Among them are men linked to serious crimes, such as Ibne Amin, known as the “butcher of Swat“ for the barbaric treatment he and his men meted out to the residents of the Swat valley in 2008 and 2009. Others include Abu Khabab al Masri, an al-Qaeda chemical weapons expert. Drones also killed Hakimullah and Baitullah Mehsud, and Wali Ur Rehman, all senior leaders of the TTP.
There are 73 more people recorded in Naming the Dead who are described as mid-ranking members of armed groups.

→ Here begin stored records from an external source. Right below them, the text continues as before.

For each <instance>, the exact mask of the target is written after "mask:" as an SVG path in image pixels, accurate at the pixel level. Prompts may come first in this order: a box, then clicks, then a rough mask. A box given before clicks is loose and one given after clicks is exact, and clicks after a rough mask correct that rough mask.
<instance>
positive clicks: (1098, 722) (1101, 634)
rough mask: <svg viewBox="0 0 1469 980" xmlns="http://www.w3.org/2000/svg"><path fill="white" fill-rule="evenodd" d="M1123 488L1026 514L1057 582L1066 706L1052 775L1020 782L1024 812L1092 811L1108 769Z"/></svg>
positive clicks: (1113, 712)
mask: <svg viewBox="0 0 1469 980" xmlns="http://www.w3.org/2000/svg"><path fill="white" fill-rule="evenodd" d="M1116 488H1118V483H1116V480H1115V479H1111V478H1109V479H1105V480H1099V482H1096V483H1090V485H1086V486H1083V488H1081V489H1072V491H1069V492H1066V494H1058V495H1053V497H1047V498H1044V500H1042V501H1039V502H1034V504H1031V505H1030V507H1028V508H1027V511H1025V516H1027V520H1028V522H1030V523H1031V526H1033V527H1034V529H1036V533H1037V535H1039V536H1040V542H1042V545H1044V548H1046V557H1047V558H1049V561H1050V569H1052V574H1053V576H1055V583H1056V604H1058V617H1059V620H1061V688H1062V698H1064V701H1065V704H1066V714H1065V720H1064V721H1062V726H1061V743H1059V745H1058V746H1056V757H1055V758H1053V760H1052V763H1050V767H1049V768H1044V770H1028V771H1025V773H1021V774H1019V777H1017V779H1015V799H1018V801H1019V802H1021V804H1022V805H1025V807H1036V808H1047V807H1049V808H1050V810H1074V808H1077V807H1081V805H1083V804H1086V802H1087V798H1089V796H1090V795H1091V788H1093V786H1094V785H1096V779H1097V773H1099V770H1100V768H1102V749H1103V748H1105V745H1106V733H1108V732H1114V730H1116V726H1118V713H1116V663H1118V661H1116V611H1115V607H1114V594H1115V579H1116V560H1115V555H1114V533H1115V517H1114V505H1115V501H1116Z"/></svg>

But someone’s rank is not necessarily a reliable guide to their importance in the organisation. “I think it really depends on what they are,” Rez Jan, a senior Pakistan analyst at the American Enterprise Institute, told the bureau. “You can be a mid-level guy who is involved in [improvised explosive device] production or training in bomb-making or planting or combat techniques and have a fairly lethal impact in that manner.”
Rashid Rauf, a UK citizen killed in a November 2008 drone strike in Pakistan, is one al-Qaeda member who appears to have had an impact despite not rising to the organisation’s highest echelons.
He acted as a point of contact between the perpetrators of the 7 July 2005 attacks on the London Underground and their al-Qaeda controllers. He also filled a similar role linking al-Qaeda central with the men planning to bring down several airliners flying from London to the US in the 2006 “liquid bomb plot”.
The bureau has only been able to establish information about the alleged roles of 21 of those killed. Even this mostly consists of basic descriptions such as “logistician“ or “the equivalent of a colonel“.